The Bank of America share thus lost more than 6%, Citigroup around 4% and Morgan Stanley not far from 3%.

These fears have logically led to a rush towards less risky assets, such as gold or government bonds.

Investors are now awaiting the publication of the US employment report, scheduled for early afternoon and which will be the high point of the week in terms of statistical publication.

These figures will indeed be of particular importance to investors as the market expects the Federal Reserve to accelerate its rate hikes.

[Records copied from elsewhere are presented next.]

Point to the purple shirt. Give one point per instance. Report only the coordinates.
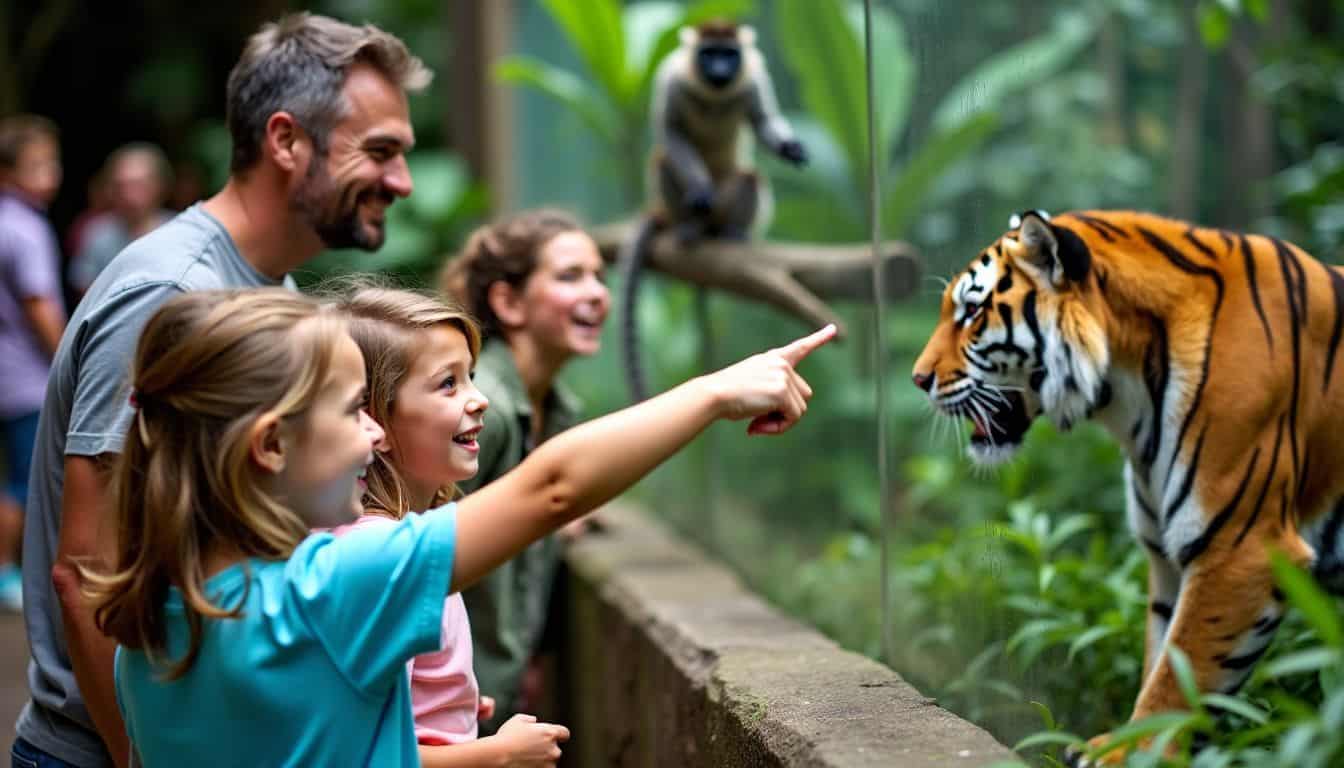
(30, 266)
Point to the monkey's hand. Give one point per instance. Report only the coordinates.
(793, 151)
(699, 201)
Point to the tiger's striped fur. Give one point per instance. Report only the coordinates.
(1212, 357)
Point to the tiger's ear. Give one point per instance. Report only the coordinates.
(1055, 250)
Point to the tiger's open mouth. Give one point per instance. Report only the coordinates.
(1000, 421)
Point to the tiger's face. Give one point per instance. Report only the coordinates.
(1015, 339)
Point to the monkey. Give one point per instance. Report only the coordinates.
(702, 179)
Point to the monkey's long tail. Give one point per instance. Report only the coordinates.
(635, 252)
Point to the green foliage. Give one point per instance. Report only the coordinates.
(823, 47)
(1290, 714)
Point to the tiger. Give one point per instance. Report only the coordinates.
(1210, 357)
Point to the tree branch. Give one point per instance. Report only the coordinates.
(790, 276)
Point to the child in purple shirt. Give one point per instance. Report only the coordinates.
(31, 316)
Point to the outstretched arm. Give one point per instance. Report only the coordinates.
(579, 470)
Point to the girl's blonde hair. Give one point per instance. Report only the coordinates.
(389, 326)
(207, 366)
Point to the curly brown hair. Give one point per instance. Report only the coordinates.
(503, 250)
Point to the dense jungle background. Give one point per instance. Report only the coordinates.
(1016, 597)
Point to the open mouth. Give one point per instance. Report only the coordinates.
(589, 323)
(468, 439)
(999, 420)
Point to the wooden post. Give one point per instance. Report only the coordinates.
(479, 112)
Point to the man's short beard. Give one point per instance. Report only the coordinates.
(329, 214)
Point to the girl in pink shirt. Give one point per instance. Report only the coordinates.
(420, 355)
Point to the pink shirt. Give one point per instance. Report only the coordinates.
(444, 690)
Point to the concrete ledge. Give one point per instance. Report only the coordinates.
(674, 663)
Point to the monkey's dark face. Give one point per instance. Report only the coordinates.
(718, 62)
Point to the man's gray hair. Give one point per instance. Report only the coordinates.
(299, 65)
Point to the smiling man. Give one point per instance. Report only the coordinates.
(320, 125)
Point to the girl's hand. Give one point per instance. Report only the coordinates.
(485, 708)
(530, 744)
(766, 388)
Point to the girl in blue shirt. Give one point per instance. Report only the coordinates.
(247, 642)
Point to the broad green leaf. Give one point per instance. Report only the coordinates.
(1063, 531)
(1309, 599)
(1089, 638)
(441, 180)
(566, 88)
(1258, 10)
(1047, 737)
(594, 28)
(1311, 661)
(644, 26)
(905, 193)
(1012, 70)
(1237, 706)
(1046, 716)
(827, 58)
(1215, 23)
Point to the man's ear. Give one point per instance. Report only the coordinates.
(266, 443)
(507, 304)
(1055, 250)
(286, 143)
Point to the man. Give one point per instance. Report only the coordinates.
(31, 316)
(320, 125)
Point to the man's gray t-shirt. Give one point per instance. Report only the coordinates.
(85, 413)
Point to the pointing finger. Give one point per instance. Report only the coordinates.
(796, 351)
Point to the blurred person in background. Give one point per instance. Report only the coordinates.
(31, 316)
(536, 284)
(137, 178)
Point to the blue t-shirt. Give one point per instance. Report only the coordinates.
(313, 673)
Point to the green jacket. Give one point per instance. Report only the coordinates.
(508, 607)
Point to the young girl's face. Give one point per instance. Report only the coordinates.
(323, 478)
(437, 414)
(566, 297)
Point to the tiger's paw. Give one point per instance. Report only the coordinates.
(1077, 756)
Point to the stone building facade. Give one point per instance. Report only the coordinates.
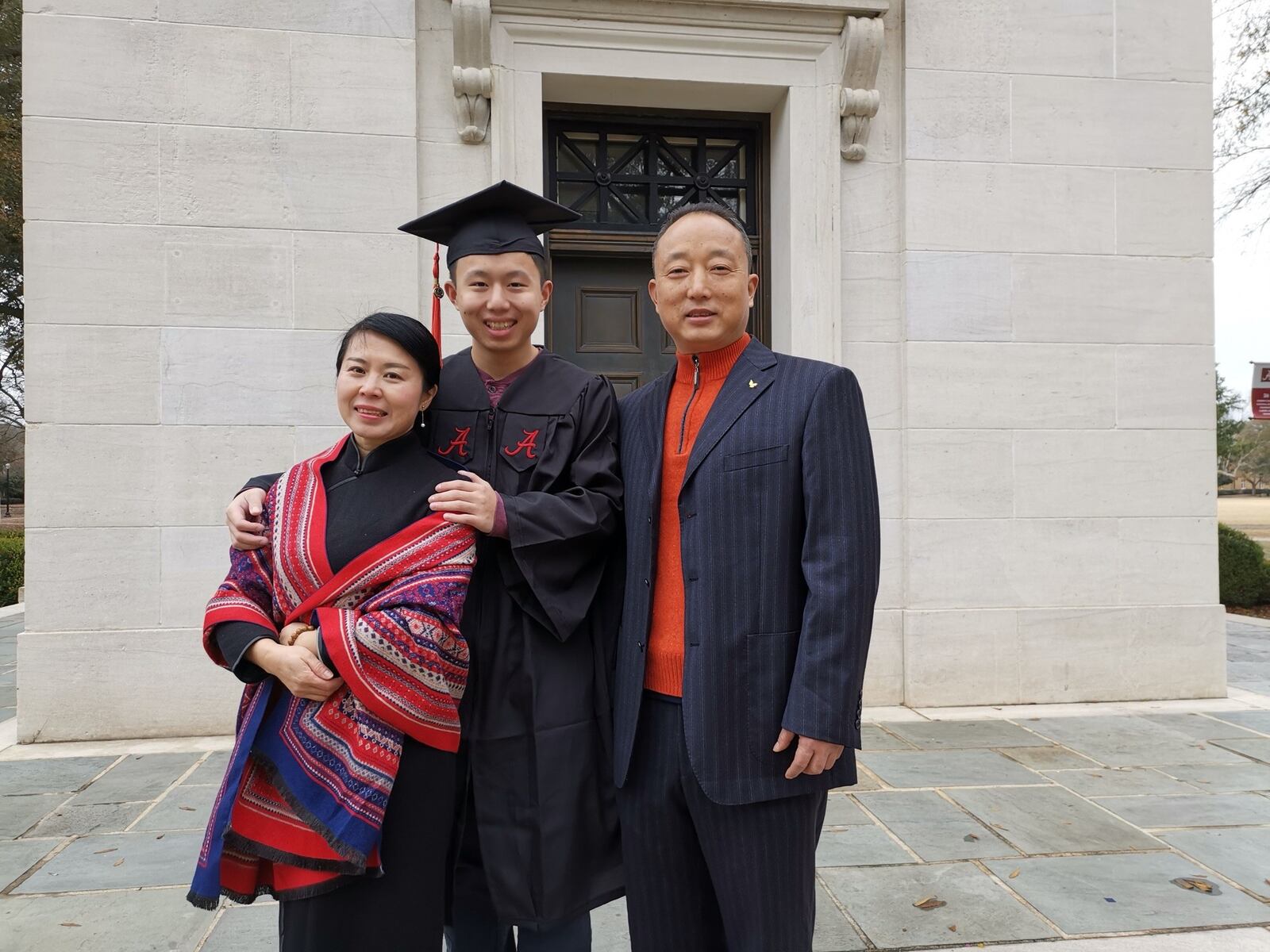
(996, 213)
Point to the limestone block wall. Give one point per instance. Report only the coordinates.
(1058, 352)
(873, 267)
(213, 194)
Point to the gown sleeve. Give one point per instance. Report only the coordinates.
(560, 539)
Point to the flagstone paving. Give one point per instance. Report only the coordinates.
(1238, 854)
(1022, 828)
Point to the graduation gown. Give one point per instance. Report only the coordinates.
(537, 719)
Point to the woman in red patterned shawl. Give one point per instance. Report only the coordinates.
(341, 790)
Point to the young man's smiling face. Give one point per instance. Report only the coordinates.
(499, 298)
(702, 283)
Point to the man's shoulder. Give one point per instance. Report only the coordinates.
(565, 372)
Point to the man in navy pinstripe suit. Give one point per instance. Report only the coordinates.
(752, 570)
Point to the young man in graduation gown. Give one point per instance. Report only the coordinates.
(752, 569)
(537, 440)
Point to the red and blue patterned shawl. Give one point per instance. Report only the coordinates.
(302, 801)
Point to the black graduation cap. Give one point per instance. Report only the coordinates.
(495, 221)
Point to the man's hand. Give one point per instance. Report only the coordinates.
(812, 757)
(298, 670)
(243, 517)
(473, 503)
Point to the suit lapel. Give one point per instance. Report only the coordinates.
(749, 378)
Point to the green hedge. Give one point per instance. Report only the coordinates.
(1242, 569)
(12, 550)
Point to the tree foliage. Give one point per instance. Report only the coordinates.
(12, 357)
(1242, 109)
(1250, 454)
(1229, 422)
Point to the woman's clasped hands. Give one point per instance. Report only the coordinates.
(294, 660)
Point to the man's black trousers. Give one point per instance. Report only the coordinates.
(702, 876)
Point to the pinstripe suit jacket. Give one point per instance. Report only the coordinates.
(780, 552)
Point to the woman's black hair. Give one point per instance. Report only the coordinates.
(406, 333)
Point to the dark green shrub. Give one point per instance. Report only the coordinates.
(12, 551)
(1242, 569)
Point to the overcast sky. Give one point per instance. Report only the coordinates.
(1241, 267)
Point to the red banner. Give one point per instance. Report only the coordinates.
(1261, 391)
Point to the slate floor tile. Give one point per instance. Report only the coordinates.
(859, 846)
(1225, 778)
(63, 774)
(1194, 810)
(137, 778)
(948, 768)
(1260, 685)
(1255, 748)
(933, 828)
(876, 738)
(150, 920)
(1123, 740)
(83, 820)
(610, 932)
(833, 933)
(183, 809)
(148, 861)
(1253, 939)
(241, 928)
(1118, 781)
(21, 854)
(1048, 758)
(940, 735)
(842, 812)
(1073, 892)
(213, 770)
(1051, 820)
(882, 903)
(1198, 727)
(864, 781)
(19, 814)
(1241, 854)
(1253, 720)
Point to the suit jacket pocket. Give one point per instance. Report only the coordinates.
(770, 659)
(756, 457)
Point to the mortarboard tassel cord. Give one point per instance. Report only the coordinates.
(436, 296)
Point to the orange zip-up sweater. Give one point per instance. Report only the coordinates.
(698, 381)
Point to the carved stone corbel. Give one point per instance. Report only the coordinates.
(859, 99)
(474, 80)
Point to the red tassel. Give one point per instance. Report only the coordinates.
(436, 295)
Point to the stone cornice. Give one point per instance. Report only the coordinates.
(863, 40)
(474, 80)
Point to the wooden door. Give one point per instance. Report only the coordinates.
(624, 173)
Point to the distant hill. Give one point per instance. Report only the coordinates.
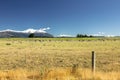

The challenge of this session is therefore simple and participants hope to learn of a reassuring figure that would allow them to validate the scenario of an upcoming ‘pause’ in the Fed’s monetary tightening cycle.

Economists expect a slowdown in job creation in February, after the sharp rise in January (517,000 jobs created), as well as a stabilization of wage growth.

In the meantime, investors were able to learn this morning of a 0.3% rise in British GDP in January, a stronger rise than expected and essentially driven by the good performance of the services sector. As a reminder, GDP fell by 0.5% in December.

In company news, Eni announces that it has signed a collaboration framework agreement with Commonwealth Fusion Systems (CFS), a spin-out from the Massachusetts Institute of Technology (MIT), with the aim of accelerating the industrialization of fusion energy.

Roche announces that an advisory committee of the FDA, the United States Medicines Agency, has recommended approval of its new treatment for diffuse large B-cell lymphoma.

Finally, the Dutch financial services group ING announced on Friday the co-optation of Alexandra Reich, a 60-year-old businesswoman, as a director.